Kirstie Marshall’s record of 17 World Cup wins in aerial freestyle skiing still stands as a benchmark -equalled in skiing history only by Canada’s Marie Claud Asselin.
Despite a career interrupted by 12 knee operations, Marshall became Australia’s first winner of a world championship skiing title, collected 42 World Cup medals, set records for the highest number of points scored in individual competitions and took aerial skiing to new heights, becoming the first woman to achieve a triple-twisting double somersault in competition.
Since retirement she has served her sport as a Board Member of the Olympic Winter Institute.

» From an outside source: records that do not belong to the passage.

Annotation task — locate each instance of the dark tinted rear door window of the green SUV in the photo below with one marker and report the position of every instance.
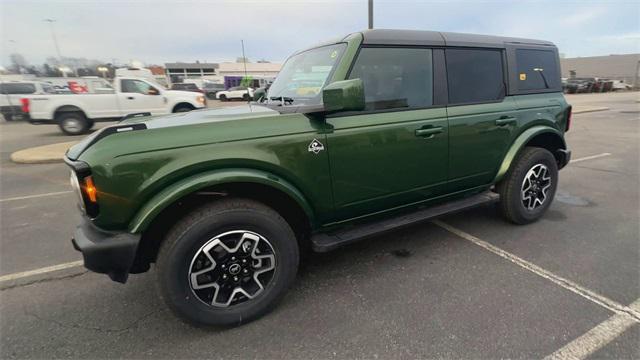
(474, 75)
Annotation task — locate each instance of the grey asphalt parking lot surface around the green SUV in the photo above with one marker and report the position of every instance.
(469, 285)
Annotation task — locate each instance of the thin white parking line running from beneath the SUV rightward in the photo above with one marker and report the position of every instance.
(565, 283)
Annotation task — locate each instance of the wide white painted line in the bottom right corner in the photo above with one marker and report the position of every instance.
(596, 338)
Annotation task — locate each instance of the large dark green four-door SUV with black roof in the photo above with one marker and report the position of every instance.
(404, 126)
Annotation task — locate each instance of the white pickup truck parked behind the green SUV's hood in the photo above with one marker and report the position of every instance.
(75, 114)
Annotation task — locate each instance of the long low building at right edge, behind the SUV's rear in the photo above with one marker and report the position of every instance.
(615, 67)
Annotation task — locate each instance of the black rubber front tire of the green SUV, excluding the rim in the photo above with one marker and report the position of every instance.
(191, 233)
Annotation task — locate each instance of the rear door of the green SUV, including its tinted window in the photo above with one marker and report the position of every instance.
(482, 121)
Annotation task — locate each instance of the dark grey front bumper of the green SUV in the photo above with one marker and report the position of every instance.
(106, 252)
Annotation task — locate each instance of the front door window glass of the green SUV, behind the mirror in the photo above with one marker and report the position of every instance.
(395, 77)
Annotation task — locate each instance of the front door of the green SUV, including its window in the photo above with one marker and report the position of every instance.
(395, 152)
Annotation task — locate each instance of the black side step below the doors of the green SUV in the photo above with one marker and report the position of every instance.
(329, 241)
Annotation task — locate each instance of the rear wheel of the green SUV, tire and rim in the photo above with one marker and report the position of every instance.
(529, 187)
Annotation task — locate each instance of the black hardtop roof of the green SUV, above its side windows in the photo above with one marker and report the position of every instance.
(436, 38)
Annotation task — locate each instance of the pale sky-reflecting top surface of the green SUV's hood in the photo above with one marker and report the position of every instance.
(178, 120)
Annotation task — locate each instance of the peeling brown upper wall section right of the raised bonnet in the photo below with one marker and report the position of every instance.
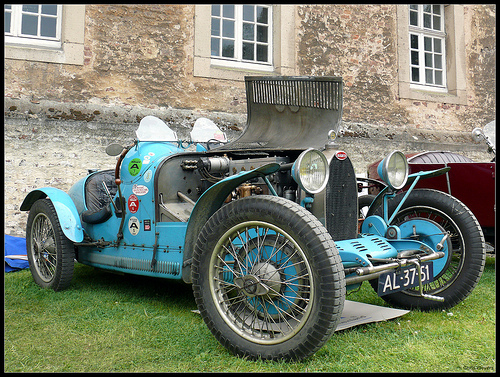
(358, 43)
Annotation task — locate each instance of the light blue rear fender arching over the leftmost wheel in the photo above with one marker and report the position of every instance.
(65, 209)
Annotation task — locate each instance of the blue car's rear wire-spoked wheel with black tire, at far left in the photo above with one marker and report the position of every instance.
(50, 253)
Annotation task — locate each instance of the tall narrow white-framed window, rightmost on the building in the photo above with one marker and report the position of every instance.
(427, 46)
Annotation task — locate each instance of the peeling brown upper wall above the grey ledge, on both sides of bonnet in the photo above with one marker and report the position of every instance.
(142, 55)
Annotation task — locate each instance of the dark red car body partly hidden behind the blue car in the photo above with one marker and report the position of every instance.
(473, 183)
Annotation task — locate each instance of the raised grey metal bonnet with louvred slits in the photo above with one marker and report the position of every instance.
(290, 112)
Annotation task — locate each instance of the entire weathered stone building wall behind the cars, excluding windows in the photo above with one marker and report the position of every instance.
(138, 61)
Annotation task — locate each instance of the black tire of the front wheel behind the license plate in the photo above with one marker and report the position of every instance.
(466, 262)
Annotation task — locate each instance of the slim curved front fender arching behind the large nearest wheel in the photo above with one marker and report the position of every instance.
(209, 203)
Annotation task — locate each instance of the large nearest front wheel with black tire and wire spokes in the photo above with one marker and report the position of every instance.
(278, 295)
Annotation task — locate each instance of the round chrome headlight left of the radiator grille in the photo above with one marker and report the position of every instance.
(311, 171)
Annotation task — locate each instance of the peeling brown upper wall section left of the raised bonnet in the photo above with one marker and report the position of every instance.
(135, 55)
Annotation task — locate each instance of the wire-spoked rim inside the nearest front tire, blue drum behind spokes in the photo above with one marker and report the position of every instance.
(261, 282)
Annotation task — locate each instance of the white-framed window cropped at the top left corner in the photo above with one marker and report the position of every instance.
(33, 24)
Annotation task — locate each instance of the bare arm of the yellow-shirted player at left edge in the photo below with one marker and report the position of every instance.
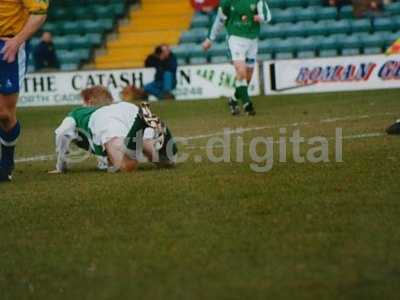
(12, 45)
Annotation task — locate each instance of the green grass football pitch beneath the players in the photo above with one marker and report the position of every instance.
(214, 230)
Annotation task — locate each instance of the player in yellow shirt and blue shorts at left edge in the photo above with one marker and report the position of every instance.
(19, 20)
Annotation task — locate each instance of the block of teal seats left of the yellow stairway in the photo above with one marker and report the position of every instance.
(78, 27)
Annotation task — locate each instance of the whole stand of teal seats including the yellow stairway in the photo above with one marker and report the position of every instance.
(300, 28)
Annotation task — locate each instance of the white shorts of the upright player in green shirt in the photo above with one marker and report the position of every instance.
(243, 49)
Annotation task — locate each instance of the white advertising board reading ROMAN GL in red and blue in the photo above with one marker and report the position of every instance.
(331, 74)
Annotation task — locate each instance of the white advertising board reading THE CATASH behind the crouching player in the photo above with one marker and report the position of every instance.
(194, 82)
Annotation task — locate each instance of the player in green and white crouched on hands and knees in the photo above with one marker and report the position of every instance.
(118, 134)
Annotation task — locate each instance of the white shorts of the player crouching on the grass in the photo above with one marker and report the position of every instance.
(111, 121)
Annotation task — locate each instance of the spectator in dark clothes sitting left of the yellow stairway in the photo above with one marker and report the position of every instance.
(44, 54)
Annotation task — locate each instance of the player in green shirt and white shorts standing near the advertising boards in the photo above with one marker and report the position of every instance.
(242, 19)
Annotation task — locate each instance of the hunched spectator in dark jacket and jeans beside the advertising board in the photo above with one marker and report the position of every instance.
(165, 63)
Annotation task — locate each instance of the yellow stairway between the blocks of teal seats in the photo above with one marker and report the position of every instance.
(153, 23)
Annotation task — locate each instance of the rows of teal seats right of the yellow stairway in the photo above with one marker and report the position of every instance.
(303, 29)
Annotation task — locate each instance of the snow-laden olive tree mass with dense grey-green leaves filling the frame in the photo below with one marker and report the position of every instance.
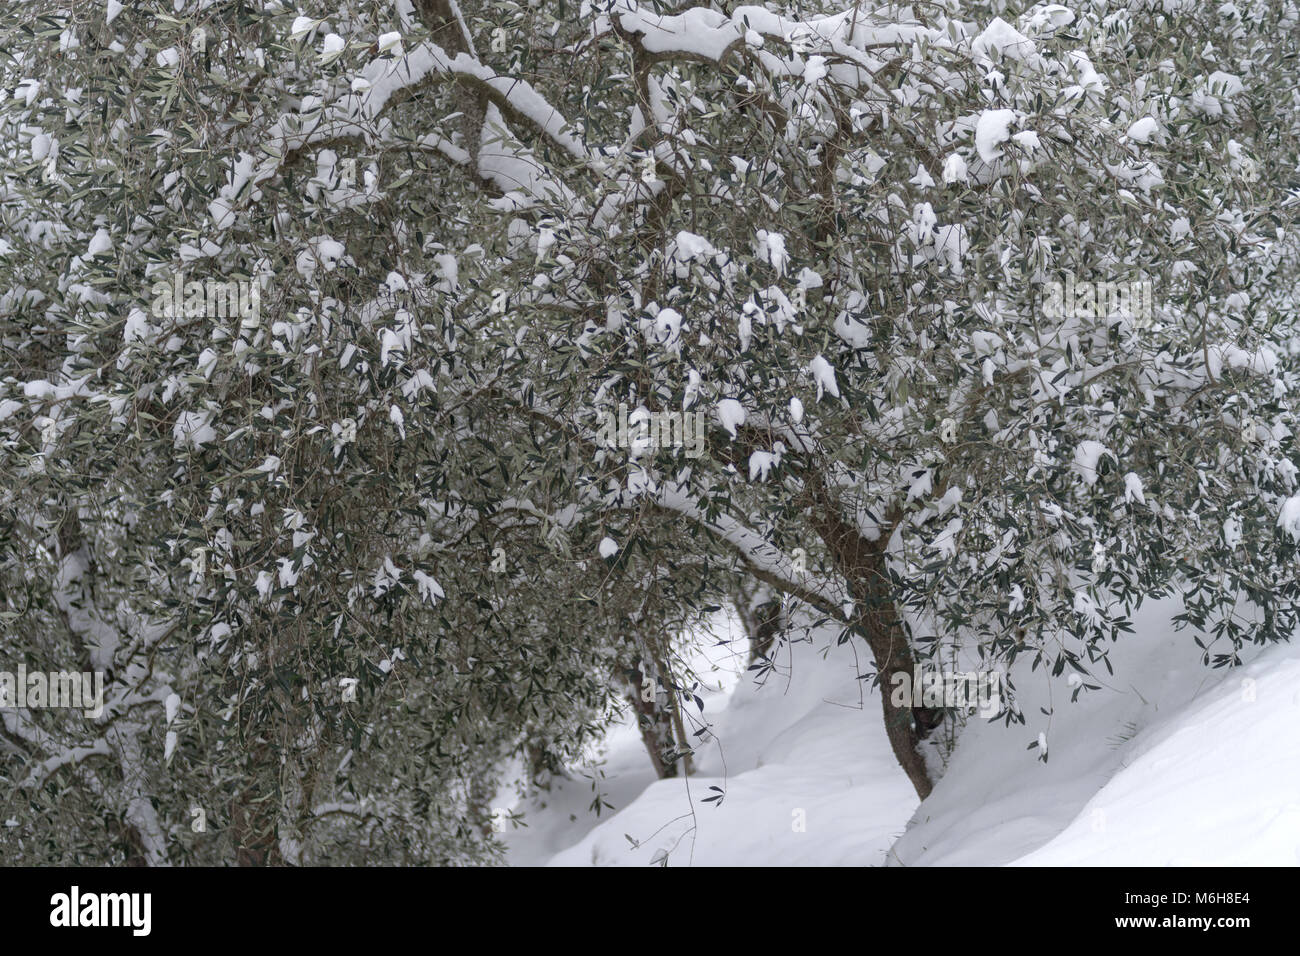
(354, 353)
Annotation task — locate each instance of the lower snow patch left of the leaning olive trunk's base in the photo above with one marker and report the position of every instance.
(803, 762)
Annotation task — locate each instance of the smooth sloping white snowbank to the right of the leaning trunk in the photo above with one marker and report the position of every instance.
(1171, 764)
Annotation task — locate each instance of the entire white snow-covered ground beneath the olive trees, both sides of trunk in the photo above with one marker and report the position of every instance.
(1171, 763)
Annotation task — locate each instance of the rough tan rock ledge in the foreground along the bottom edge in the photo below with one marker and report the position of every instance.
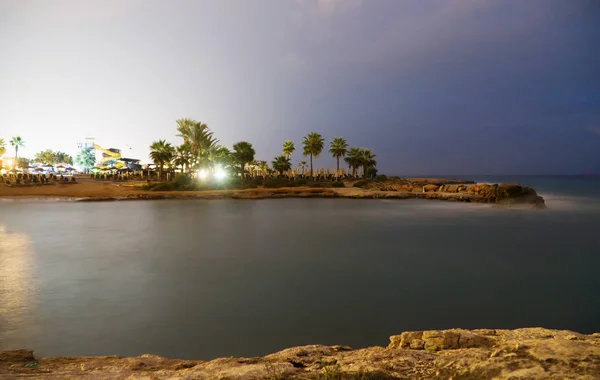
(530, 353)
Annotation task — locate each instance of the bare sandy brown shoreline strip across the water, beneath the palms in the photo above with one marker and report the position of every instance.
(97, 191)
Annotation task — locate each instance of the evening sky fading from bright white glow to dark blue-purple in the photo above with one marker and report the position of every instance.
(431, 86)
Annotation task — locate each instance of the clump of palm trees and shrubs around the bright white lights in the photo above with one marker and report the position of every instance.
(201, 156)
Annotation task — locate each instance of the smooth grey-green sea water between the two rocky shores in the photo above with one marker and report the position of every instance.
(202, 279)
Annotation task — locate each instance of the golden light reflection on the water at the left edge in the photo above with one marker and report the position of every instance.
(16, 282)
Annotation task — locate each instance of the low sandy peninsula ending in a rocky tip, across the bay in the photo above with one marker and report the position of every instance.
(86, 189)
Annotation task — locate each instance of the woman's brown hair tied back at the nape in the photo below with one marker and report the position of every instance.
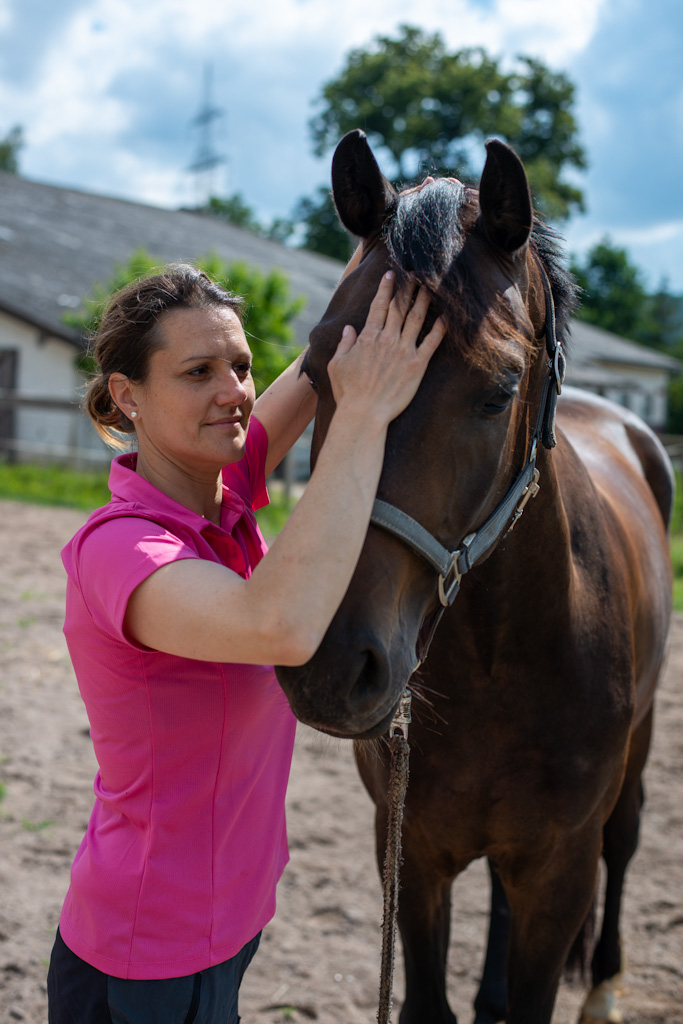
(129, 335)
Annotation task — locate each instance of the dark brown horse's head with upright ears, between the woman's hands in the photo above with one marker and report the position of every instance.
(452, 456)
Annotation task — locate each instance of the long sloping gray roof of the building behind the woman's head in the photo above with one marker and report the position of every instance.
(57, 243)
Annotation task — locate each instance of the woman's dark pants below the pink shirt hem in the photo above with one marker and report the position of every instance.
(79, 994)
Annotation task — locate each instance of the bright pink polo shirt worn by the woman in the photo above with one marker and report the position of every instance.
(187, 841)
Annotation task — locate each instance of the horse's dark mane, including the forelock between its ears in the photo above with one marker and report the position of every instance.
(436, 235)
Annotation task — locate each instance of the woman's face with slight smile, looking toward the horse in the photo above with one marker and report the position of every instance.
(195, 405)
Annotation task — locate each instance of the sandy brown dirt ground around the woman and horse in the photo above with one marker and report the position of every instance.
(320, 958)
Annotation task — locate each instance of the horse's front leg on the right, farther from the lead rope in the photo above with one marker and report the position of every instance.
(549, 904)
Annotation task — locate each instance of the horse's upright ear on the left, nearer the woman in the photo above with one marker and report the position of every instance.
(363, 196)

Kirstie Marshall burst onto the aerial skiing scene. Within two years of taking up the sport she won both her home-state Victorian title (1987) and was runner up in the national championship. The following year she was voted Australian skier of the year after winning the national championships and in 1989/90, in her first season on the international circuit, won her first Word Cup medal.
Her progress thereafter was dramatic. She finished third on points in the 1990 World Cup season, second in 1991 and became world aerial skiing champion in 1992.
Aerial skiing is ferociously demanding on legs and knees and in 1993 Marshall was sidelined with the first of 12 knee operations that were to punctuate her career. She returned to skiing for the 1994 Winter Olympics in Lillehammer, but after qualifying first place, was again hampered by a suspect knee in the final and finished sixth. The following year she finished third in the aerials at the World Freestyle Championship at La Clusaz, France.
Two years later, in 1997, she finally put her stamp indelibly on the sort, talking out the title at the World Championships in Nagano — the first Australian to hold a world title in any winter sport -and setting a new world points record for the event.
A year later she notched her 17th World Cup victory, equalling the record of Canada’s Marie Claud Asselin for the greatest number of World Cup victories in a career.
A career-ending injury at training the following year ended her chances of taking the record outright, but the path she had blazed and her help in mentoring a new generation of young Australian skiers has seen Australia emerge as a genuine force in aerial skiing, as evidenced by the World Cup success of Jacqui Cooper and the Olympic success of Alisa Camplin.